Found an interessting post on the cPanel forum and though it might be of use for some, this is a sumary of the content:
What is kernel panic on a Linux server ?
Andy explains: A kernel panic is a message displayed by an operating system upon detecting an internal system error from which it cannot recover. Kernel panics often provide cryptic debugging information that is useful only to the developers of the operating system.
Attempts by the operating system to read an invalid or unpermitted memory address are a common source of kernel panics. A panic may also occur as a result of a hardware failure.
BrianOz writes:
There’s a flag you can set to restart the server automatically after a kernel panic. Without this, the box will panic and just sit there hoping you or someone else will come along and look at the console messages and restart it. This could be a long wait overnight!

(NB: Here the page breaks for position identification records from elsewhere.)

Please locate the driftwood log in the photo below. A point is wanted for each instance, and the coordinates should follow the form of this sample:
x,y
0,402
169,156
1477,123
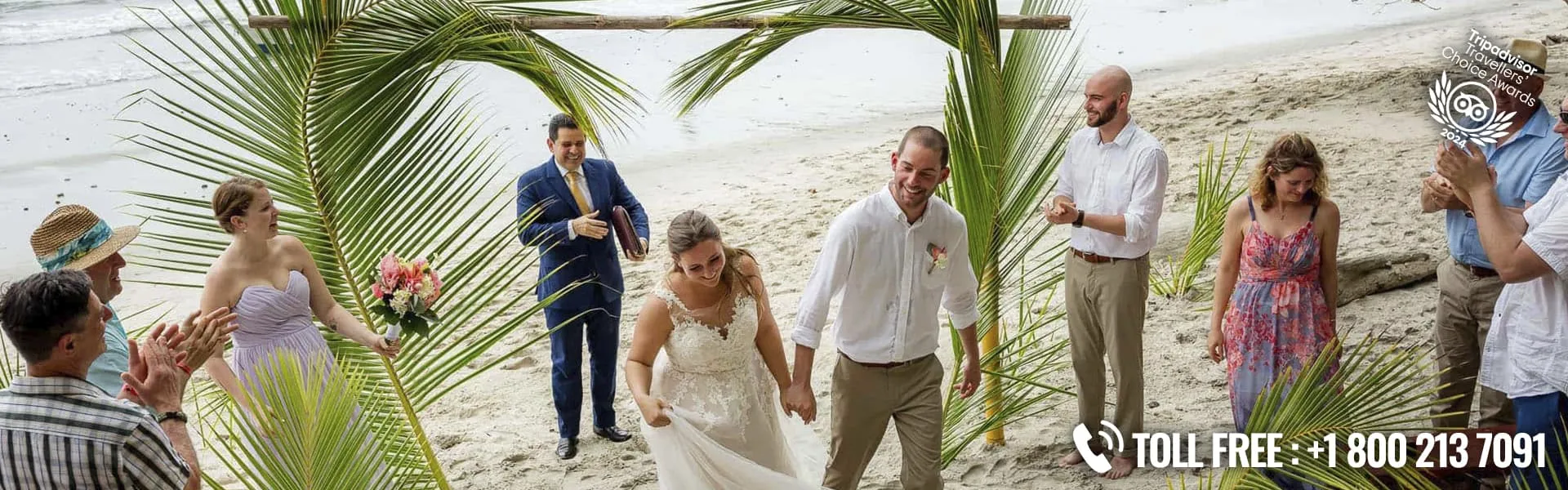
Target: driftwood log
x,y
662,22
1379,272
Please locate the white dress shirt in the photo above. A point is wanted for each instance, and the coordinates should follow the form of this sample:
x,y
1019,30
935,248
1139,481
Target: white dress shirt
x,y
1528,346
1125,178
889,280
581,184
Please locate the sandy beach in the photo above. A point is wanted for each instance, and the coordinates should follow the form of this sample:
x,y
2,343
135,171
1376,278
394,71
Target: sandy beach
x,y
1358,95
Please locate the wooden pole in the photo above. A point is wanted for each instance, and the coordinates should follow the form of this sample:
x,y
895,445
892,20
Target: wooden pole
x,y
662,22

To setup the panic reboot timer:
echo kernel.panic = 120 >> /etc/sysctl.conf
This will ensure that the system will reboot 120 seconds after a panic rather than just staying shut down.
You can change the live kernel setting on the fly by reading or writing to /proc/sys/kernel/panic. For instance, “cat /proc/sys/kernel/panic” will display 0 usually, “echo 120 > /proc/sys/kernel/panic” will modify the current value.
The above works for Centos, I haven’t tried it anywhere else, and unfortunately since setting it up a month ago I haven’t had a system crash.
Also, there’s a thing called netdump available that should be able to show why a server crashed by logging it to another server when the crash occurs. I don’t know the details of setting it up yet, my initial half-arsed attempt failed and I haven’t been able to try again. This would work well coupled with the above panic timer as you should then be able to see why the crash occurred, and then recover from it automatically.